“Searching for sudden “bursts” in the usage of particular words could be used to rapidly identify new trends and sort information more efficiently, says a US computer scientist.
Jon Kleinberg, at Cornell University in New York, has developed computer algorithms that identify bursts of word use in documents.
While other popular search techniques simply count the number of words or phrases in documents, Kleinberg’s approach also takes into account the rate at which the word usage increases.
Kleinberg suggests that the method could be applied to weblogs to track new social trends. For example, identifying word bursts in the hundreds of thousands of personal diaries now on the web could help advertisers quickly spot an emerging craze.” New Scientist [via bOing bOing]

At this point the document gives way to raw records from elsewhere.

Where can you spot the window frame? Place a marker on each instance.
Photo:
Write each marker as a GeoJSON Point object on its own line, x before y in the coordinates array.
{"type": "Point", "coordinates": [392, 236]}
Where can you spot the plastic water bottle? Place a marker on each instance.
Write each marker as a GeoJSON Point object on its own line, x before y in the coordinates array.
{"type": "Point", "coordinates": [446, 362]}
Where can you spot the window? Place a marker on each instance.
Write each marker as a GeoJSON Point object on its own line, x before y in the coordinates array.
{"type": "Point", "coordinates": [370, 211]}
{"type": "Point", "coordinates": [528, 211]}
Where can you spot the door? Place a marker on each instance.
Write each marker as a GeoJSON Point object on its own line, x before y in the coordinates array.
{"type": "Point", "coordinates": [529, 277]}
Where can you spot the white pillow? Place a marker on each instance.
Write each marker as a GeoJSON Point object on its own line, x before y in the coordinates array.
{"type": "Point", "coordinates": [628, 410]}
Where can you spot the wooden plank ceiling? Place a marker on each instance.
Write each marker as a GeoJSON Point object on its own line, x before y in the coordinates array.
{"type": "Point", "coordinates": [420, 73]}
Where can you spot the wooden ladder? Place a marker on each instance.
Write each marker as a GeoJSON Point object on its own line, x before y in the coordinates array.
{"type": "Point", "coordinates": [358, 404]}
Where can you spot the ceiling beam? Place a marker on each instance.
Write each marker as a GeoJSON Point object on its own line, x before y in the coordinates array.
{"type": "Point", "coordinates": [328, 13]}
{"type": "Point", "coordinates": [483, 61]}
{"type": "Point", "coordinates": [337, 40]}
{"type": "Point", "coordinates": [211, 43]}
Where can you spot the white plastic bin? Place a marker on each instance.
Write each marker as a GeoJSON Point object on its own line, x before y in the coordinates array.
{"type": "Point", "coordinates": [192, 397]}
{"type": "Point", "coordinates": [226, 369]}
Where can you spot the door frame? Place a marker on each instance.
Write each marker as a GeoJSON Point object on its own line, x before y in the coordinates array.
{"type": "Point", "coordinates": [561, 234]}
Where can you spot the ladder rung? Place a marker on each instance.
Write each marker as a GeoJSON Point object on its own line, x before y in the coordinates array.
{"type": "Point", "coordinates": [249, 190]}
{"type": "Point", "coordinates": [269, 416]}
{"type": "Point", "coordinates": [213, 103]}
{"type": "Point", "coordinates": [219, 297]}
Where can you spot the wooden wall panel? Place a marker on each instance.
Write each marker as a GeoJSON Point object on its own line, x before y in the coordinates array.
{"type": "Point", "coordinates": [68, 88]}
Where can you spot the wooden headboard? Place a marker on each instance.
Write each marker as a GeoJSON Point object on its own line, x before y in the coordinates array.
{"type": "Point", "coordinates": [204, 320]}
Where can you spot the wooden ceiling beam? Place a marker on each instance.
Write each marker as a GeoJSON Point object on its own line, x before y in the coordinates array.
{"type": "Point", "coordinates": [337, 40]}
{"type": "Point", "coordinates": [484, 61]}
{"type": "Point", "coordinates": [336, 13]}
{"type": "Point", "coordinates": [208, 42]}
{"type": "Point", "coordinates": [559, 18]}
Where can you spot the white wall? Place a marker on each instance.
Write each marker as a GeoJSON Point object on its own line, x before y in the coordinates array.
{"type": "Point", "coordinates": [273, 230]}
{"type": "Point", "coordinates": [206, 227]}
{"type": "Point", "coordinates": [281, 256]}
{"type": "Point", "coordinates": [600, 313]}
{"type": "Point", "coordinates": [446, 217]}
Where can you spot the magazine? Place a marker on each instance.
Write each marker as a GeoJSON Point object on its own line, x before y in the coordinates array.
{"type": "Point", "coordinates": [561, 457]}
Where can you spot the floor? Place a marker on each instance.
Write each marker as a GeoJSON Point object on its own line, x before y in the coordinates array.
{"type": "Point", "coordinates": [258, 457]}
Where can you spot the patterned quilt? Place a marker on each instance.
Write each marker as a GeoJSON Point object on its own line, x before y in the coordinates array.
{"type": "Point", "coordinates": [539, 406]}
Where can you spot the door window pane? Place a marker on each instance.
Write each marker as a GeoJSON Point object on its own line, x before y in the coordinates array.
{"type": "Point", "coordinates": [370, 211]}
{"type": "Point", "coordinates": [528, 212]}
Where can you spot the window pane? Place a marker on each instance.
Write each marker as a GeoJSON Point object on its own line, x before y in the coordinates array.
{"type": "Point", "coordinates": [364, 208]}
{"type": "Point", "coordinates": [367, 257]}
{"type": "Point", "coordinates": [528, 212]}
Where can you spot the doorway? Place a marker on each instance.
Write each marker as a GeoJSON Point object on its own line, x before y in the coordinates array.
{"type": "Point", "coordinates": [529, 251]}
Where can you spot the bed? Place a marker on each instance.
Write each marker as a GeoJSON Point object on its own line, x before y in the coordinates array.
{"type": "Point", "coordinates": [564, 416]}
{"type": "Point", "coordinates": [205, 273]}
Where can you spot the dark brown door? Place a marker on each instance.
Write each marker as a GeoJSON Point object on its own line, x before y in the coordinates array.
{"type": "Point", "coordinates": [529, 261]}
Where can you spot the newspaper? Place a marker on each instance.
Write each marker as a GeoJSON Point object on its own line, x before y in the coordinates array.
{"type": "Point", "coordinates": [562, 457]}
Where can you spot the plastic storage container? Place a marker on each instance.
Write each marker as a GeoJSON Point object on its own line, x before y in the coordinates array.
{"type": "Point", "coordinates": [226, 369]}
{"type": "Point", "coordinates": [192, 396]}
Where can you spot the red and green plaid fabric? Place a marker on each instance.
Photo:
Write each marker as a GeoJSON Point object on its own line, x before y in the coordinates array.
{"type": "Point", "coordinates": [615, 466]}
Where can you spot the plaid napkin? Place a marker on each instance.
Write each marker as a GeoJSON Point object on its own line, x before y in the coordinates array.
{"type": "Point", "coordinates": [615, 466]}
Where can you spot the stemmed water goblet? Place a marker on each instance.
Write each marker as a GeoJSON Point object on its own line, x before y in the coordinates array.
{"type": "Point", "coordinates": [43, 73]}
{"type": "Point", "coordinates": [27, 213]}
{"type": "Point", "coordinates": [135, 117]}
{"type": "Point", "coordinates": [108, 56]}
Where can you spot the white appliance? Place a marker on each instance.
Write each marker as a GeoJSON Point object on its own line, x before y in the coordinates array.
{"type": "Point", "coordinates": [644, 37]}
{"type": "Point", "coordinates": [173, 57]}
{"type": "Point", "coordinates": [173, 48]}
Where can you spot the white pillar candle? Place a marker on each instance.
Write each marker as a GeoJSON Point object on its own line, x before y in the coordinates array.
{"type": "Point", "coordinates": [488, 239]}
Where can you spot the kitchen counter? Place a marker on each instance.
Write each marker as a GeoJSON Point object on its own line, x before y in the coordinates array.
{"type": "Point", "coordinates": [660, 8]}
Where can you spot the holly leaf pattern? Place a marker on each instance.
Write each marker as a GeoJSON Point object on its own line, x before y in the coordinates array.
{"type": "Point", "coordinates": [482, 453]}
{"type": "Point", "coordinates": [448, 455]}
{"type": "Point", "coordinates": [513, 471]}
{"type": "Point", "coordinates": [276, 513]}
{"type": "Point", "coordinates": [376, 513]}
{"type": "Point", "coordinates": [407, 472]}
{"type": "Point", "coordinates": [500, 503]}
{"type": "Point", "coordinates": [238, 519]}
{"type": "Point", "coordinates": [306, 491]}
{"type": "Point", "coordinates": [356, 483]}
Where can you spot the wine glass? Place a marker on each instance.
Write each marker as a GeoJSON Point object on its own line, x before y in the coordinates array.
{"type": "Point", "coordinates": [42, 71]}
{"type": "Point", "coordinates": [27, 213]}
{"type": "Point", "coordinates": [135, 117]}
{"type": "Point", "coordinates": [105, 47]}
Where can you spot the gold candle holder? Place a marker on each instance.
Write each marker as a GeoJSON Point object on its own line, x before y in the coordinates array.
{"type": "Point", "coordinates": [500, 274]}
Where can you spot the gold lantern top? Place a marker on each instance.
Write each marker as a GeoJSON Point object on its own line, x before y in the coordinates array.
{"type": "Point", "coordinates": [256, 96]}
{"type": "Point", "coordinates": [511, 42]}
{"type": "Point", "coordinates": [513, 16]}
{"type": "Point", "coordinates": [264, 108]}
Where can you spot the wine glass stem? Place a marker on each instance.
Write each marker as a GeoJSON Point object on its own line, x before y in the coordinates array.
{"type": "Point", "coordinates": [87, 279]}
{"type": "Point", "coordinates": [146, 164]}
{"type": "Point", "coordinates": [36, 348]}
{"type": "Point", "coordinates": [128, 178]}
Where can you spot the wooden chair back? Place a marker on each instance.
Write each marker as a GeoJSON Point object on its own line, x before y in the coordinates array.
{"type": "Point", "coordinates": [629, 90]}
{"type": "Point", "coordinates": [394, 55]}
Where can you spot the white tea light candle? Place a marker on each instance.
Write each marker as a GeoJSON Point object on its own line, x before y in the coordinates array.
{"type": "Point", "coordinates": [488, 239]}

The scientists applied the algorithm to State of the Union addresses and, lo and behold, saw evidence of the emergence of the depression, the atomic age, the Communist ‘menace’, etc. At first blush, my response was, “How different is this from the word frequency analysis of Dubya’s 2003 SotU I did in my weblog last month?” Next question: “How different in import is this analysis than, for example, Wired magazine’s ‘wired, tired, expired’ feature?” The authors would respond that watching not so much frequencies as their first derivative, the rate of growth in a word’s frequency, is the significant measure, but is it really a boon? Is this going to identify any trends before we already notice them? I mean really?